Pittsburgh Steelers | WR Chase Claypool
Claypool exploded onto the scene with nine touchdowns as a rookie in 2020. His receiving totals in 2021 were nearly identical, except for the fact that he scored just twice.
This year, Claypool is on pace for just 439 yards, and he hasn’t yet found the end zone. The Steelers extended Diontae Johnson over the summer and invested second- and fourth-round picks in George Pickens and Calvin Austin III, respectively.
Add it all up, and Pittsburgh could be preparing to move on from Claypool — either immediately via trade, or after 2023 when his contract expires.

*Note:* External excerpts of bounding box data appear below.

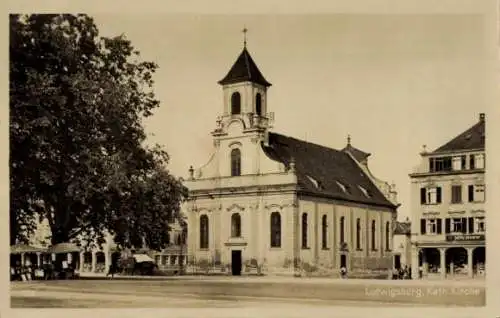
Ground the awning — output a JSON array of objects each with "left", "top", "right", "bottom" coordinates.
[
  {"left": 48, "top": 243, "right": 81, "bottom": 254},
  {"left": 134, "top": 254, "right": 154, "bottom": 263},
  {"left": 10, "top": 244, "right": 47, "bottom": 254}
]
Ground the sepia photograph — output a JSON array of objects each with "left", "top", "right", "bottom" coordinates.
[{"left": 7, "top": 1, "right": 498, "bottom": 316}]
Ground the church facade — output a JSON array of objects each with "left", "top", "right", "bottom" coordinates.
[{"left": 183, "top": 45, "right": 398, "bottom": 275}]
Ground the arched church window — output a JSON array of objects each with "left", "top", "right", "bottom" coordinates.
[
  {"left": 231, "top": 213, "right": 241, "bottom": 237},
  {"left": 385, "top": 222, "right": 391, "bottom": 251},
  {"left": 340, "top": 216, "right": 345, "bottom": 243},
  {"left": 302, "top": 213, "right": 307, "bottom": 248},
  {"left": 255, "top": 93, "right": 262, "bottom": 116},
  {"left": 200, "top": 214, "right": 209, "bottom": 248},
  {"left": 271, "top": 212, "right": 281, "bottom": 247},
  {"left": 231, "top": 92, "right": 241, "bottom": 115},
  {"left": 321, "top": 215, "right": 328, "bottom": 249},
  {"left": 356, "top": 218, "right": 361, "bottom": 250},
  {"left": 371, "top": 220, "right": 377, "bottom": 251},
  {"left": 231, "top": 149, "right": 241, "bottom": 177}
]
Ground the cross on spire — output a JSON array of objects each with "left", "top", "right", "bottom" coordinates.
[{"left": 241, "top": 27, "right": 248, "bottom": 47}]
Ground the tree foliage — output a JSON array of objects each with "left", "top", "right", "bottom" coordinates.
[{"left": 10, "top": 14, "right": 186, "bottom": 248}]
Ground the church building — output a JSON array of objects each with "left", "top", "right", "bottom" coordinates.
[{"left": 183, "top": 36, "right": 398, "bottom": 275}]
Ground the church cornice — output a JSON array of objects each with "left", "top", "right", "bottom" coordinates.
[{"left": 227, "top": 203, "right": 245, "bottom": 211}]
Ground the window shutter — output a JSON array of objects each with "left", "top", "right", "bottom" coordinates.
[
  {"left": 462, "top": 218, "right": 467, "bottom": 234},
  {"left": 468, "top": 218, "right": 474, "bottom": 233},
  {"left": 420, "top": 219, "right": 425, "bottom": 234},
  {"left": 469, "top": 185, "right": 474, "bottom": 202},
  {"left": 420, "top": 188, "right": 427, "bottom": 204},
  {"left": 436, "top": 187, "right": 441, "bottom": 203}
]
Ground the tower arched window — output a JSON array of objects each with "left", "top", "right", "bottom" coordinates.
[
  {"left": 255, "top": 93, "right": 262, "bottom": 116},
  {"left": 321, "top": 215, "right": 328, "bottom": 249},
  {"left": 271, "top": 212, "right": 281, "bottom": 247},
  {"left": 200, "top": 214, "right": 209, "bottom": 248},
  {"left": 356, "top": 218, "right": 361, "bottom": 250},
  {"left": 340, "top": 216, "right": 345, "bottom": 243},
  {"left": 181, "top": 226, "right": 187, "bottom": 245},
  {"left": 231, "top": 92, "right": 241, "bottom": 115},
  {"left": 302, "top": 213, "right": 308, "bottom": 248},
  {"left": 371, "top": 220, "right": 377, "bottom": 251},
  {"left": 231, "top": 213, "right": 241, "bottom": 237},
  {"left": 231, "top": 148, "right": 241, "bottom": 177},
  {"left": 385, "top": 222, "right": 391, "bottom": 251}
]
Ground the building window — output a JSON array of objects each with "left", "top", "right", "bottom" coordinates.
[
  {"left": 420, "top": 219, "right": 442, "bottom": 235},
  {"left": 321, "top": 215, "right": 328, "bottom": 249},
  {"left": 461, "top": 155, "right": 467, "bottom": 170},
  {"left": 340, "top": 216, "right": 345, "bottom": 243},
  {"left": 445, "top": 218, "right": 467, "bottom": 234},
  {"left": 302, "top": 213, "right": 307, "bottom": 248},
  {"left": 469, "top": 155, "right": 476, "bottom": 170},
  {"left": 429, "top": 157, "right": 452, "bottom": 172},
  {"left": 271, "top": 212, "right": 281, "bottom": 247},
  {"left": 420, "top": 187, "right": 441, "bottom": 204},
  {"left": 255, "top": 93, "right": 262, "bottom": 116},
  {"left": 453, "top": 157, "right": 462, "bottom": 170},
  {"left": 385, "top": 222, "right": 391, "bottom": 251},
  {"left": 427, "top": 219, "right": 437, "bottom": 234},
  {"left": 231, "top": 92, "right": 241, "bottom": 115},
  {"left": 356, "top": 218, "right": 361, "bottom": 250},
  {"left": 231, "top": 213, "right": 241, "bottom": 237},
  {"left": 475, "top": 216, "right": 486, "bottom": 233},
  {"left": 468, "top": 184, "right": 485, "bottom": 202},
  {"left": 371, "top": 220, "right": 377, "bottom": 251},
  {"left": 200, "top": 214, "right": 209, "bottom": 248},
  {"left": 231, "top": 149, "right": 241, "bottom": 177},
  {"left": 451, "top": 185, "right": 462, "bottom": 204},
  {"left": 475, "top": 154, "right": 484, "bottom": 169}
]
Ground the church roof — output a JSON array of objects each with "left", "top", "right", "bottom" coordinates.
[
  {"left": 219, "top": 47, "right": 271, "bottom": 87},
  {"left": 432, "top": 114, "right": 485, "bottom": 154},
  {"left": 342, "top": 143, "right": 370, "bottom": 162},
  {"left": 263, "top": 132, "right": 396, "bottom": 208}
]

San Francisco 49ers | TE Ross Dwelley
Dwelley had been the preferred backup to George Kittle in 2019 and 2020, but the tide started to turn in 2021 when Charlie Woerner began to see increased playing time. That trend has continued this season, as Dwelley has played only 60 snaps to Woerner’s 106. San Francisco also has Tyler Kroft on its roster, so Dwelley could be expendable.

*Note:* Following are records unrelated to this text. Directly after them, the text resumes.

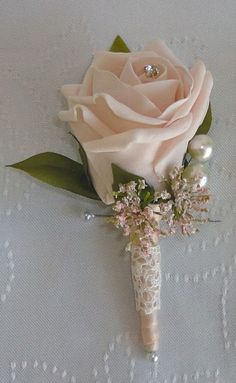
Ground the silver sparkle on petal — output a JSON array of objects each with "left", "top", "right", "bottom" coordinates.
[{"left": 144, "top": 64, "right": 160, "bottom": 78}]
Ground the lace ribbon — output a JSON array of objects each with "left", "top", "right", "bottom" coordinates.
[{"left": 131, "top": 243, "right": 161, "bottom": 315}]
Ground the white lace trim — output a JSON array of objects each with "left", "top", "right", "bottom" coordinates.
[{"left": 131, "top": 244, "right": 161, "bottom": 314}]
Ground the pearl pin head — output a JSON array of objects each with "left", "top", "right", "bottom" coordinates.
[{"left": 144, "top": 64, "right": 160, "bottom": 79}]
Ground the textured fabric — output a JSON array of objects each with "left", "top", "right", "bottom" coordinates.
[{"left": 0, "top": 0, "right": 236, "bottom": 383}]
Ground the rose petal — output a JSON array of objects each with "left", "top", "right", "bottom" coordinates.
[
  {"left": 84, "top": 115, "right": 192, "bottom": 204},
  {"left": 135, "top": 80, "right": 180, "bottom": 111},
  {"left": 85, "top": 115, "right": 192, "bottom": 152},
  {"left": 161, "top": 61, "right": 206, "bottom": 122},
  {"left": 153, "top": 72, "right": 213, "bottom": 174},
  {"left": 93, "top": 68, "right": 161, "bottom": 117}
]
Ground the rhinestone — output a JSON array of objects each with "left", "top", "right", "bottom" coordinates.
[{"left": 144, "top": 64, "right": 160, "bottom": 78}]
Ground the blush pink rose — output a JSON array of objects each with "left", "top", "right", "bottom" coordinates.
[{"left": 59, "top": 40, "right": 213, "bottom": 204}]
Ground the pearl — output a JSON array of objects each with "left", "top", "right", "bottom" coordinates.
[
  {"left": 188, "top": 134, "right": 214, "bottom": 162},
  {"left": 144, "top": 64, "right": 160, "bottom": 78},
  {"left": 183, "top": 164, "right": 208, "bottom": 188}
]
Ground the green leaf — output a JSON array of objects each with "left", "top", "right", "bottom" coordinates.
[
  {"left": 196, "top": 104, "right": 212, "bottom": 135},
  {"left": 111, "top": 164, "right": 143, "bottom": 191},
  {"left": 70, "top": 132, "right": 93, "bottom": 186},
  {"left": 109, "top": 35, "right": 130, "bottom": 53},
  {"left": 7, "top": 152, "right": 100, "bottom": 200}
]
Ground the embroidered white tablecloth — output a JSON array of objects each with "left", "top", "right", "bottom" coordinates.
[{"left": 0, "top": 0, "right": 236, "bottom": 383}]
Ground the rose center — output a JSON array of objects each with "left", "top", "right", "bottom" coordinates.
[{"left": 144, "top": 64, "right": 161, "bottom": 79}]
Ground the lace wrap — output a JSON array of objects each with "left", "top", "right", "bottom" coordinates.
[{"left": 131, "top": 244, "right": 161, "bottom": 315}]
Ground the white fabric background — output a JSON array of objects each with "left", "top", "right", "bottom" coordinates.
[{"left": 0, "top": 0, "right": 236, "bottom": 383}]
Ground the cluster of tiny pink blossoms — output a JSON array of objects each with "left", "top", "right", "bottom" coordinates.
[{"left": 109, "top": 168, "right": 210, "bottom": 252}]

Seattle Seahawks | CB Sidney Jones
Jones dealt with a concussion earlier this season, but he’s not seeing playing time even now that he’s healthy. Re-signed to a one-year, $3.6 million contract, Jones has lost snaps to Mike Jackson and impressive rookie Tariq Woolen. Teams need plenty of bodies at corner, and if the Seahawks feel like they have enough, they might see what type of return they could get for Jones.
Tampa Bay Buccaneers | WR Scotty Miller
If anything, the Bucs will be buying at the trade deadline. But if there’s one player they might consider moving, it could be Miller.
Tampa has dealt with so many receiver injuries that retaining depth seems like a prudent move. Yet, with Mike Evans, Chris Godwin, and Russell Gage all healthy (and Julio Jones and Breshad Perriman getting there), Miller won’t have much of a role. Plus, he’ll be a free agent in 2023.
Tennessee Titans | TE Austin Hooper
Nominally signed to be Tennessee’s starting tight end, Hooper is playing fewer snaps than Geoff Swaim. Here are his receptions per game thus far: one, one, two, one, one. The Titans should make an effort to get rookie Chigoziem Okonkwo on the field more often, and trading Hooper would be a step in that direction.
Washington Commanders | DT Daron Payne
The Commanders have reportedly rebuffed trade offers for Payne in the past, but they could be reaching a breaking point. Washington (1-4) is going nowhere fast. Payne will be a free agent in March, and the Commanders are already heavily invested in fellow DT Jonathan Allen.
Ron Rivera is fighting for his job and has no reason to sign off on a Payne trade. But if Washington makes a coaching change over the next three weeks, the idea of a Payne deal could become more palatable.